Zeitmaschine aus Papier
Mit dem zweiten Teil seiner Essex-Dogs-Trilogie versetzt uns Dan Jones erneut an die Seite der verbliebenen Mitglieder der Essex Dogs, einem Söldnertrupp des englisches Heeres, das im Jahr 1346 unter Edward III. in Frankreich eingefallen ist und nun, nach der gewonnenen Schlach von Crécy, die Stadt Calais belagert. Die Dogs sind seit der Invasion merklich geschrumpft und müssen sich nach gewonnener Schlacht nun gegen die Anfeindungen im eigenen Heer behaupten, dessen Anführer die Dogs immer wieder als Spielball eigener Interessen und Feindseligkeiten untereinander missbrauchen. So müssen die Dogs auch ohne Kampfhandlungen mit dem Feind tagtäglich ihren Überlebenswillen unter Beweis stellen und sich immer wieder auf neue Situationen einstellen. Mit ihnen erleben wir die Verhältnisse im englischen Heereslager vor Calais, die beeindruckenden technischen und militärischen Vorkehrungen genauso wie die furchtbaren hygienischen Verhältnisse. Wir erleben mit ihnen sadistische Heerführer und Soldaten, erfahren, welchen Einfluss reiche Kaufleute auf die Strategie des Königs haben, welche Rolle Schmuggler und Piraten bei der Belagerung spielen. Sie alle erleben wir hautnah, hören, sehen und riechen Situationen, die blitzschnell umschlagen können, erleben atemlos neue Wendungen. So gelangt ein Teil der Essex Dogs in die belagerte Stadt, wo wir die Situation der hungernden Bevölkerung in entsetzlicher Detailtiefe ebenso kennenlernen wie die Ränkespiele der städtischen Patrizier. Dan Jones, Autor von Sachbüchern zum Thema (z.B. „Mächte und Throne“), erweist sich dabei als außerordentlich präziser Kenner und Rechercheur der jeweiligen Verhältnisse, wodurch ihm das Kunststück gelingt, eine ebenso bildhafte wie fesselnde Geschichte gewissermaßen „nebenbei“ mit soviel Fakten anzureichern, das man das Buch mit viel neuem Wissen wieder zuschlägt. Die Charakterschilderung der einzelnen Beteiligten kommt bei alledem nicht zu kurz; wir erfahren mehr über die Vergangenheit von Loveday, Scotsman, Millstone, Tebbe und Romford, verstehen ihre Nöte, ihre jeweils ganz eigene Art, die Schrecknisse des Krieges zu ertragen.

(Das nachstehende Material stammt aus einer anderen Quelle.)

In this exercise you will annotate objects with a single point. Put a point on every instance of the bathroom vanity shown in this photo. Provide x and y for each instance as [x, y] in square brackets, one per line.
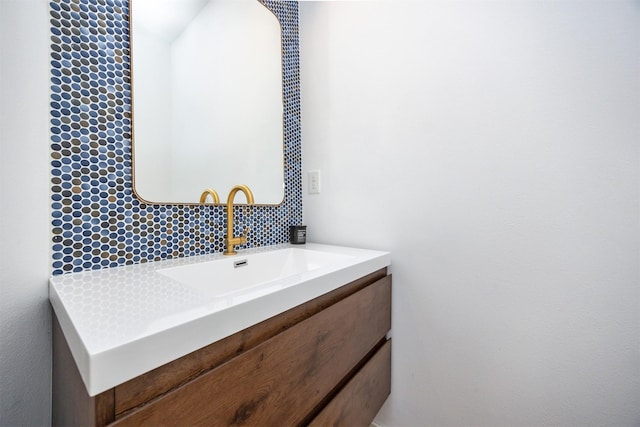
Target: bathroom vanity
[307, 346]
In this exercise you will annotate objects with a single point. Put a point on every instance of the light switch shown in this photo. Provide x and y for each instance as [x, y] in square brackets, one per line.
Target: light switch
[314, 182]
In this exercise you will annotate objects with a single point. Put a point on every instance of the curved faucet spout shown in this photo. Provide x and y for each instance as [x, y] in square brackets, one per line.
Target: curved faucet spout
[230, 240]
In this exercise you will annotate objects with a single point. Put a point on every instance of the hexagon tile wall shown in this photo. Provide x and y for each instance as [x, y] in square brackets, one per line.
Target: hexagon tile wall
[97, 220]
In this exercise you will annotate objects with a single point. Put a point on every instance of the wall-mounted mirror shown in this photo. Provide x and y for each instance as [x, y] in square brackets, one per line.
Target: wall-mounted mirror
[207, 95]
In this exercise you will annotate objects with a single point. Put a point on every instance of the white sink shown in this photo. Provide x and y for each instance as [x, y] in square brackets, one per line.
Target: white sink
[242, 274]
[122, 322]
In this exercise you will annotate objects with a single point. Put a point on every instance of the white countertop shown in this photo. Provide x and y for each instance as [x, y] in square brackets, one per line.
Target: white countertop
[122, 322]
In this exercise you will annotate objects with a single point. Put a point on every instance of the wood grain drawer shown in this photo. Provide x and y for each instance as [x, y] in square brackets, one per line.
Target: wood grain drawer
[359, 400]
[287, 377]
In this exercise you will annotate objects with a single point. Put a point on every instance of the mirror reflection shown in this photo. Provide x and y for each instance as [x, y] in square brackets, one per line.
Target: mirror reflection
[207, 94]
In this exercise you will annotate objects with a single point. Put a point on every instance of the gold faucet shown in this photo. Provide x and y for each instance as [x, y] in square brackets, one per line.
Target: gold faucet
[205, 193]
[230, 241]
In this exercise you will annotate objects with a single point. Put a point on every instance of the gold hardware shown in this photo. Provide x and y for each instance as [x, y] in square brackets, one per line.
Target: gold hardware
[203, 196]
[230, 241]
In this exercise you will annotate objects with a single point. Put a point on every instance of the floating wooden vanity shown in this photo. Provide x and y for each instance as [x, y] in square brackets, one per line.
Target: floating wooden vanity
[324, 362]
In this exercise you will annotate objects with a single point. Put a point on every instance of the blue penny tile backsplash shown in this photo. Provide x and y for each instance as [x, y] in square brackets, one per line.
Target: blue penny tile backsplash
[97, 221]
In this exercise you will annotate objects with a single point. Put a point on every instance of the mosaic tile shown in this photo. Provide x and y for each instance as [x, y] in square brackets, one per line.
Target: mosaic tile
[97, 221]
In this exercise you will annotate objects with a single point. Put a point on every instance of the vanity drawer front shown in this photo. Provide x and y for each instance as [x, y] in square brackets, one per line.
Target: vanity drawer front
[284, 379]
[362, 397]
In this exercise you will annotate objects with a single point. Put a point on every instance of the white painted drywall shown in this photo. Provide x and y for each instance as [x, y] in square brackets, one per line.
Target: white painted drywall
[493, 147]
[25, 318]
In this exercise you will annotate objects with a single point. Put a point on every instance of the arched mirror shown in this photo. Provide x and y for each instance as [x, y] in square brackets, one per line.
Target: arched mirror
[207, 99]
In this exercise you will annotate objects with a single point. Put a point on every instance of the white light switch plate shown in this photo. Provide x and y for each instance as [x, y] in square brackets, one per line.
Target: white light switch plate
[314, 182]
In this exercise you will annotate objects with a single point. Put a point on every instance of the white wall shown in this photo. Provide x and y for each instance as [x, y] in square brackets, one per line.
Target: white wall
[25, 349]
[493, 148]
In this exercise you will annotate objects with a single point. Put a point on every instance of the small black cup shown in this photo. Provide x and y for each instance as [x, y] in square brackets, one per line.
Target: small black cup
[298, 234]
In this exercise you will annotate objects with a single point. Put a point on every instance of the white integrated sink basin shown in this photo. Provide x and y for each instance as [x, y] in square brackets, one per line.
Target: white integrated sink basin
[125, 321]
[239, 274]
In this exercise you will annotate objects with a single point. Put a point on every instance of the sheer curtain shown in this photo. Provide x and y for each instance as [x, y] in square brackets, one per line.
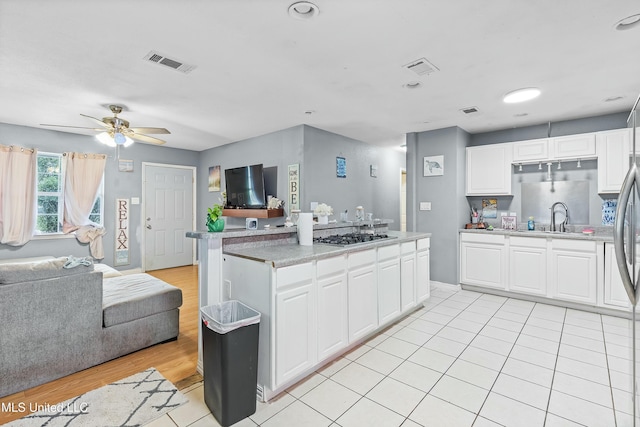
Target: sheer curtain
[17, 194]
[83, 175]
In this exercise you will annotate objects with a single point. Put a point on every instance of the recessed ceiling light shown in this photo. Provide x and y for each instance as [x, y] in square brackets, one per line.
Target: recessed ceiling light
[413, 85]
[303, 10]
[628, 23]
[521, 95]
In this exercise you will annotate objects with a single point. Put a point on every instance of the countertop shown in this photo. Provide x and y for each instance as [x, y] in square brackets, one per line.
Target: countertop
[601, 234]
[290, 254]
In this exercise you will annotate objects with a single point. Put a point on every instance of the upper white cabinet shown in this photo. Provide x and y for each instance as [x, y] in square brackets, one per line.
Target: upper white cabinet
[613, 159]
[489, 170]
[535, 149]
[573, 146]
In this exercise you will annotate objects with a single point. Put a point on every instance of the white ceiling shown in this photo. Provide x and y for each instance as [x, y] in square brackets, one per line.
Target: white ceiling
[259, 70]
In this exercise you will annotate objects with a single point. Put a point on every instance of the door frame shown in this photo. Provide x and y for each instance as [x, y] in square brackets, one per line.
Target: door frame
[143, 260]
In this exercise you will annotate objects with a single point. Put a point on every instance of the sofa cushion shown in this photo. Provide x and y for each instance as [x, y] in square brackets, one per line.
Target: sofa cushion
[38, 270]
[135, 296]
[106, 271]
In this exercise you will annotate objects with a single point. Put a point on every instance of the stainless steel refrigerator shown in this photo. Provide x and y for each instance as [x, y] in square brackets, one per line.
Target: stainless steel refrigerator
[626, 240]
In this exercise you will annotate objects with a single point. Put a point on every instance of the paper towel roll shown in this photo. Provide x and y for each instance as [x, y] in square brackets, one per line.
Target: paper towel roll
[305, 229]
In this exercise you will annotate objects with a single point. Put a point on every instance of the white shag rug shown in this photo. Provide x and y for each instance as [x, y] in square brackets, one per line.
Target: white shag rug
[133, 401]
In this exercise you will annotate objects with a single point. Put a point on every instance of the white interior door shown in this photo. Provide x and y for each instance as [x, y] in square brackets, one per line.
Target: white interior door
[168, 215]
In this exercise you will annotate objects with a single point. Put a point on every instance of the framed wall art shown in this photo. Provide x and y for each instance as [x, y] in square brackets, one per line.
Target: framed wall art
[341, 167]
[433, 166]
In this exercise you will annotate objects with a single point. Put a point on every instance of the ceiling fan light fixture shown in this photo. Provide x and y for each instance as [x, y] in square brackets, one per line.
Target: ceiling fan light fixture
[521, 95]
[628, 23]
[303, 10]
[106, 139]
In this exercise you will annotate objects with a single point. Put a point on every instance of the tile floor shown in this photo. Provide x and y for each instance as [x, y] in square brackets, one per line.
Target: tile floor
[465, 359]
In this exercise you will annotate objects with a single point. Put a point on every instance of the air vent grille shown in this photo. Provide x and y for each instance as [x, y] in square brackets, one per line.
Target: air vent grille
[421, 67]
[470, 110]
[158, 58]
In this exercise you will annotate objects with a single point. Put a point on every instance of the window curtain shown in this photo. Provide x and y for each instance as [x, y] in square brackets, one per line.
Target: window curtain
[17, 194]
[83, 175]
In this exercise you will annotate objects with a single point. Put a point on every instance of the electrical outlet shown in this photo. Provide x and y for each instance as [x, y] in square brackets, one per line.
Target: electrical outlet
[227, 290]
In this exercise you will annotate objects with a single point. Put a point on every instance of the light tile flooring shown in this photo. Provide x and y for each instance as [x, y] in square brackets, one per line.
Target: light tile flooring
[466, 359]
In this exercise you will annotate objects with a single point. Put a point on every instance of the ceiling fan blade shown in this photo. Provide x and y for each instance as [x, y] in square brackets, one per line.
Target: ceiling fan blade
[150, 130]
[145, 138]
[98, 121]
[73, 127]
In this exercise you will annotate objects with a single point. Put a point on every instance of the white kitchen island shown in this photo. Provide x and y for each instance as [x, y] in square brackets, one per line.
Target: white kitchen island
[317, 302]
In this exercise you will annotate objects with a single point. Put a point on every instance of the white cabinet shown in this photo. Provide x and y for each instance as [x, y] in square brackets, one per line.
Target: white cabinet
[614, 291]
[483, 259]
[333, 321]
[579, 146]
[613, 159]
[423, 281]
[295, 325]
[528, 265]
[407, 276]
[573, 271]
[535, 149]
[489, 170]
[388, 283]
[362, 297]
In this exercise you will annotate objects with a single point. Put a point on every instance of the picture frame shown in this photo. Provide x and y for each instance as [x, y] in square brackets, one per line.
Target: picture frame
[341, 167]
[509, 222]
[214, 178]
[433, 166]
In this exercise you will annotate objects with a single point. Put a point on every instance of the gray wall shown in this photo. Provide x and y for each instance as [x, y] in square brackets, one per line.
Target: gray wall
[449, 207]
[279, 149]
[568, 127]
[379, 195]
[117, 185]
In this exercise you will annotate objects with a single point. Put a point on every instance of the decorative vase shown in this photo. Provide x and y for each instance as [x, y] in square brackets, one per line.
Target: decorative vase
[217, 225]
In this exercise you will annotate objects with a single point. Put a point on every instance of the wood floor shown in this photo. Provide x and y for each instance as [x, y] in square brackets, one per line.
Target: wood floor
[175, 360]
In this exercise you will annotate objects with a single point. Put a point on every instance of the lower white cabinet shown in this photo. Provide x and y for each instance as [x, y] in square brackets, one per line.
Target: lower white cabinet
[483, 259]
[614, 292]
[423, 281]
[363, 302]
[333, 320]
[573, 271]
[528, 265]
[295, 333]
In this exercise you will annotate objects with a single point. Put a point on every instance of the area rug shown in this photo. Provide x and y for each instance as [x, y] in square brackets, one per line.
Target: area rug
[133, 401]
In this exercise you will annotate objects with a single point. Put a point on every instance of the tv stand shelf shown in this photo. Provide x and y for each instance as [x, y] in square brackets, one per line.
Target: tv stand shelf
[253, 213]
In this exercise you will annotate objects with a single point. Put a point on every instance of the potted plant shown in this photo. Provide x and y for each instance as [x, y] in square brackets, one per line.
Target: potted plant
[215, 222]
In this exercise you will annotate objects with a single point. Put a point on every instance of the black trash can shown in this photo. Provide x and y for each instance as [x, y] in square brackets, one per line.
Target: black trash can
[230, 333]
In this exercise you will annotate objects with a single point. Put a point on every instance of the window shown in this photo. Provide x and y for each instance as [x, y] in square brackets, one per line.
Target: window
[51, 196]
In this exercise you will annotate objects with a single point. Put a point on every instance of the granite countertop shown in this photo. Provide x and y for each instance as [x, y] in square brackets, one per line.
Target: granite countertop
[601, 234]
[290, 254]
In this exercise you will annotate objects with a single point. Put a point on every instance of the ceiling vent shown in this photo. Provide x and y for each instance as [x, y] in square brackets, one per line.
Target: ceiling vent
[421, 67]
[158, 58]
[470, 110]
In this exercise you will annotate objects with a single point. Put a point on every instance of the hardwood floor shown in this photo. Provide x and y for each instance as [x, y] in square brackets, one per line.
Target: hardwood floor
[175, 360]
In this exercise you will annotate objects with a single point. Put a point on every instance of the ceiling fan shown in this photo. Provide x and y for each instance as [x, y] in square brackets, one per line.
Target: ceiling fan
[115, 131]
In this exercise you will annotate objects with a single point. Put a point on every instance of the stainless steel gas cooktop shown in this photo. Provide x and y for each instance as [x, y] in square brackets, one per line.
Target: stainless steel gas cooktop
[350, 239]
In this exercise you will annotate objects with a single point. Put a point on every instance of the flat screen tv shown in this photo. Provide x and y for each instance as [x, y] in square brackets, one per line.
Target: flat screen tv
[245, 187]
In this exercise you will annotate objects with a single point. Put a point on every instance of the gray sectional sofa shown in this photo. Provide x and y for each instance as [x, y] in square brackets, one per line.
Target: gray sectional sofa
[55, 321]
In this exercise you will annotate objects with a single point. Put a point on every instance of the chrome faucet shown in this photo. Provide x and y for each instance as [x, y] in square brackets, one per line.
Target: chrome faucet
[553, 217]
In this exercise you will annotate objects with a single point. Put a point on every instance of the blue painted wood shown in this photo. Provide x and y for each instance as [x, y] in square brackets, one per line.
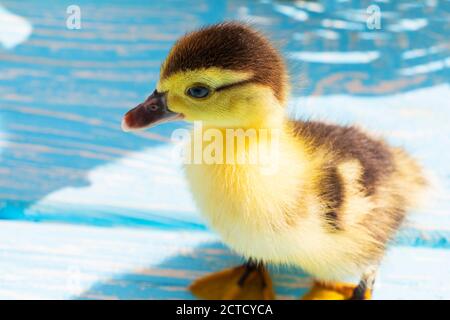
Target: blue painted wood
[66, 165]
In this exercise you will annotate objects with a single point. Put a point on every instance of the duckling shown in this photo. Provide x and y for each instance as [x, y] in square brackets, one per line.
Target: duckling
[336, 198]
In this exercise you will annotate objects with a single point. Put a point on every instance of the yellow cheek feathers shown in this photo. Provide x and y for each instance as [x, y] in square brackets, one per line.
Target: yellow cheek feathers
[244, 105]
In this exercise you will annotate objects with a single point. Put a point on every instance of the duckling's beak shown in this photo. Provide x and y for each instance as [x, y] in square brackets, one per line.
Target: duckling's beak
[151, 112]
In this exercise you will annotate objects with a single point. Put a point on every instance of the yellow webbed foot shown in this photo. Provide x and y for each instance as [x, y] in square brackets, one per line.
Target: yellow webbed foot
[247, 282]
[333, 291]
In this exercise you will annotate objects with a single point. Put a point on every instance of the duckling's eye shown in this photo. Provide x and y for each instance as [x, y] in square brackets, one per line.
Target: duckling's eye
[198, 92]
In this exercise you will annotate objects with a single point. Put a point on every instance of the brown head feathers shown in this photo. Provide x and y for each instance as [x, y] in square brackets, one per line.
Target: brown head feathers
[232, 46]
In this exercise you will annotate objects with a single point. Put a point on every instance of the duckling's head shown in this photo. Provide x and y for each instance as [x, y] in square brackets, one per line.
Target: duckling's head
[226, 75]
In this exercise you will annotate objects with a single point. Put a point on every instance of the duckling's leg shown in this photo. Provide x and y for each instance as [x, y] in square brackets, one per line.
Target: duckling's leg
[250, 281]
[343, 291]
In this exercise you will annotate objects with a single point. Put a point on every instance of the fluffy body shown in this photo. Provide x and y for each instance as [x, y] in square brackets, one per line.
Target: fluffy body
[338, 195]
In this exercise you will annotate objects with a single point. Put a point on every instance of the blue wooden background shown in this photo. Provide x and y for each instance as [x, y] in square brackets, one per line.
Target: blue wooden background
[87, 211]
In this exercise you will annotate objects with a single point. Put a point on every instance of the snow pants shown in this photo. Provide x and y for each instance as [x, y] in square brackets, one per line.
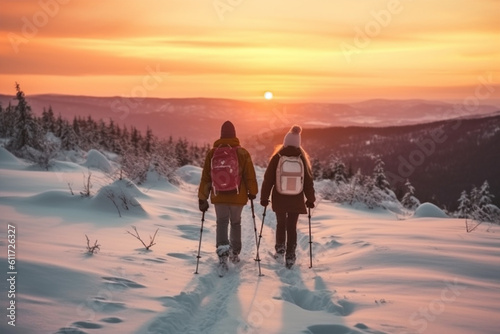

Bei aller Detailtiefe, die weitaus eindrücklicher ist als aktuelle Serien im Streaming-TV, ist dieses Werk ein Plädoyer gegen den Krieg, für Menschlichkeit und Toleranz. Eine klare Leseempfehlung!
Bei aller Detailtiefe, die weitaus eindrücklicher ist als aktuelle Serien im Streaming-TV, ist dieses Werk ein Plädoyer gegen den Krieg, für Menschlichkeit und Toleranz. Eine klare Leseempfehlung!